Many of the organizations backing the USW and AFL-CIO betrayal of the Palermo’s workers—including the ISO and the Milwaukee Teachers’ Education Association—were deeply involved in the betrayal of the mass working class protests that erupted in Wisconsin in February 2011.

These protests against the attack led by Republican Governor Scott Walker on workers’ rights, pensions and health benefits, were channeled by the unions behind the Democrats—who declared as a fundamental premise their support for austerity and wage-cutting. Their main concern was to preserve the organizational position of the unions as participants in this process.

There is mounting anger among broad sections of workers, including service workers and other low-wage employees. Immigrant workers are particularly vulnerable, with companies exploiting their precarious situation to deny basic rights.

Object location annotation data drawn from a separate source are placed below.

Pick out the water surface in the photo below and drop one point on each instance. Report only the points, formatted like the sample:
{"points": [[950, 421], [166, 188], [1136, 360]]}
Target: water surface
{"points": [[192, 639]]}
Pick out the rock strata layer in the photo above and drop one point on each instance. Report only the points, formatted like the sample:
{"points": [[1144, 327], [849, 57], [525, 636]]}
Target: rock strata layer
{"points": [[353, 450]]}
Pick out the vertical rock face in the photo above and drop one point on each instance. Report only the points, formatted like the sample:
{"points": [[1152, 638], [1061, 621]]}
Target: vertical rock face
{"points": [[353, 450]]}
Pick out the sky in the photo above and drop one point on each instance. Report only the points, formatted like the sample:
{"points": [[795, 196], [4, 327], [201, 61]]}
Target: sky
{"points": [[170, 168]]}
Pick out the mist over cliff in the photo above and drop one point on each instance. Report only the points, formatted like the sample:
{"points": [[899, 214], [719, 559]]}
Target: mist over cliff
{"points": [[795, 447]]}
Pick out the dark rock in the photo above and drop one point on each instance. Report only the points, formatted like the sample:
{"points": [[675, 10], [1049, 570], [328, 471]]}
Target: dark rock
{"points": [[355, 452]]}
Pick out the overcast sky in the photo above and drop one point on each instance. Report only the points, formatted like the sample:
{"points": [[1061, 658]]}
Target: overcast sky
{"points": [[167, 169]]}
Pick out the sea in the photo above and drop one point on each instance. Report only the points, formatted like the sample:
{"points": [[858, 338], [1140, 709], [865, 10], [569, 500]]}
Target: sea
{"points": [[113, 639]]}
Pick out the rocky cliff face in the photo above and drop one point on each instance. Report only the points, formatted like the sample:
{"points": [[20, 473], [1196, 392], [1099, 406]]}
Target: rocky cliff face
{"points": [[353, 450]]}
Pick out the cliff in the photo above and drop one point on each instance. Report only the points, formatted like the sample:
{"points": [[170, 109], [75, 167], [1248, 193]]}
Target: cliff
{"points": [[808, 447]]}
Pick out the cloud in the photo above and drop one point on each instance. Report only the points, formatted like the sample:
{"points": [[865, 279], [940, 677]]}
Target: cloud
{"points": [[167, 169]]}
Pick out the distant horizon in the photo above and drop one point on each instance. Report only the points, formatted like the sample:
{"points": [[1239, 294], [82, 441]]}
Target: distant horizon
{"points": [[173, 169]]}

The response of the unions and their supporters is thoroughly cynical. The affluent middle-class layers that occupy leadership positions in the trade union bureaucracy have no interest except maintaining their own privileges, which they seek to defend at the expense of the workers they nominally represent. In a showdown with corporate management or the state, their aim is to demonstrate their utility to the powers-that-be by suppressing the movement of the workers.

Any effective industrial action or broader appeal to the working class is opposed in favor of legal appeals to the institutions of the bourgeois state, such as the NLRB. Every effort is made to channel workers’ energy behind the corporate-controlled Democratic Party. The result is invariably the same: isolation and defeat.

The unions accept the inviolability of the capitalist system. In the context of global capitalism, in which workers in one country are pitted against their class brothers and sisters in other countries, the pro-capitalist and nationalist orientation of the trade unions means joining with the corporations in driving down wages and living conditions.

The experience at Palermo’s demonstrates that in their efforts to secure their rights and defend their jobs, workers must place no confidence in the official unions. Every struggle poses the need to form independent rank-and-file committees that have as their primary aim the unification of workers in a common fight against the corporate elite. What is posed above all is the need for a political fight against the two big business parties and the capitalist profit system which they defend.